Exame psíquico com atitude evasiva, manipuladora, afeto lábil e ausência de crítica → Transtorno da Personalidade (DSM-V).
O exame psíquico detalhado, especialmente a observação da atitude, contato, afeto e crítica, é fundamental para identificar padrões de comportamento e pensamento que se desviam das expectativas culturais e causam sofrimento ou prejuízo funcional, características dos transtornos da personalidade. A ausência de crítica e noção de doença é um forte indicador.

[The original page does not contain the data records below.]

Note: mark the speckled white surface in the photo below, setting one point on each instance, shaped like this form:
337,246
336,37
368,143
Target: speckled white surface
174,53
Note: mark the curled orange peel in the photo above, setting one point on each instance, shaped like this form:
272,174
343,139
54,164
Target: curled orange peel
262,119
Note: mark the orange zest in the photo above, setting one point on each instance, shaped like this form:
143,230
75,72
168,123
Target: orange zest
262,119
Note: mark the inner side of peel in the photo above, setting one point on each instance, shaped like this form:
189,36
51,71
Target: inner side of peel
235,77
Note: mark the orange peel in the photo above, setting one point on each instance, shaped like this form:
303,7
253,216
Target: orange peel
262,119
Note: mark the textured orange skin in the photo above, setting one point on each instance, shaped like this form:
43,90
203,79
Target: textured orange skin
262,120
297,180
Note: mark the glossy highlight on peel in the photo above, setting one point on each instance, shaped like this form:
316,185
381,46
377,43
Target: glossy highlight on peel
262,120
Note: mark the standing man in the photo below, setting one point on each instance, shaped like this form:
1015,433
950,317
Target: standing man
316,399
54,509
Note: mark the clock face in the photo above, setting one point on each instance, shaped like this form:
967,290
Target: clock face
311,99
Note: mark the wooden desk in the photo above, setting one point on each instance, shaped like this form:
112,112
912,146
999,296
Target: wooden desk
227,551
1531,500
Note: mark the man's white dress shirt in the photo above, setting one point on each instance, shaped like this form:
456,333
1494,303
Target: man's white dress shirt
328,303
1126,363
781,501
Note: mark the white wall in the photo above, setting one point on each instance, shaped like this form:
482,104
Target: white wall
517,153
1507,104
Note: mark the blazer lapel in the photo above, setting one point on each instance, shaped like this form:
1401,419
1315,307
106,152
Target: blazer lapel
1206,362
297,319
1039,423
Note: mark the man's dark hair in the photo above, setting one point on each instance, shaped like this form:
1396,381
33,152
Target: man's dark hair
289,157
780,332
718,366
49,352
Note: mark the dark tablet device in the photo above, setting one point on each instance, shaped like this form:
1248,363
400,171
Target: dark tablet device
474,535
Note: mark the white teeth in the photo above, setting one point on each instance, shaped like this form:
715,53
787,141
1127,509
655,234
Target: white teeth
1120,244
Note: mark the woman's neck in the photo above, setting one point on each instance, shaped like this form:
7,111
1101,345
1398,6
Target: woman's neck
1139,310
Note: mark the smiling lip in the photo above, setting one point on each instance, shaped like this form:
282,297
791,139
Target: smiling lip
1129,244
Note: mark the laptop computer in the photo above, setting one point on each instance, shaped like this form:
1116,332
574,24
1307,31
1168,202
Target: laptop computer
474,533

Os transtornos da personalidade representam padrões persistentes e inflexíveis de experiência interna e comportamento que se desviam acentuadamente das expectativas da cultura do indivíduo. Esses padrões são pervasivos e inflexíveis, têm um início na adolescência ou início da idade adulta, são estáveis ao longo do tempo e levam a sofrimento ou prejuízo funcional. No DSM-V, eles são agrupados em três clusters: Cluster A (paranóide, esquizoide, esquizotípico), Cluster B (antissocial, borderline, histriônico, narcisista) e Cluster C (evitativo, dependente, obsessivo-compulsivo). O exame psíquico objetivo é uma ferramenta crucial para a avaliação. A observação de atitudes como evasão, manipulação, sedução, juntamente com um afeto incongruente ou lábil, e a presença de pensamentos de menos valia ou inferioridade, são indicativos. A psicomotricidade, como agitação em momentos específicos, também pode fornecer pistas. Um ponto chave para a suspeita diagnóstica é a ausência de crítica em relação a exigências irreais sobre os outros e a falta de noção de doença. Isso diferencia os transtornos da personalidade de outros quadros psiquiátricos, onde o paciente pode ter mais insight sobre seu sofrimento. A compreensão desses padrões é fundamental para o manejo clínico e para a preparação de residentes em psiquiatria.
Características como atitude evasiva, manipuladora ou sedutora, contato empático alternando com desconfiança, afeto incongruente ou lábil, e, crucialmente, ausência de crítica em relação a exigências irreais ou falta de noção de doença, são sugestivas de transtornos da personalidade.
O DSM-V organiza os transtornos da personalidade em três clusters: A (estranhos/excêntricos), B (dramáticos/emocionais/erráticos) e C (ansiosos/medrosos). O caso descrito na questão aponta para características frequentemente encontradas no Cluster B.
A ausência de crítica e noção de doença é um marcador importante, pois indica que o indivíduo não reconhece seus padrões de comportamento como problemáticos ou causadores de sofrimento, dificultando a busca por ajuda e a adesão ao tratamento.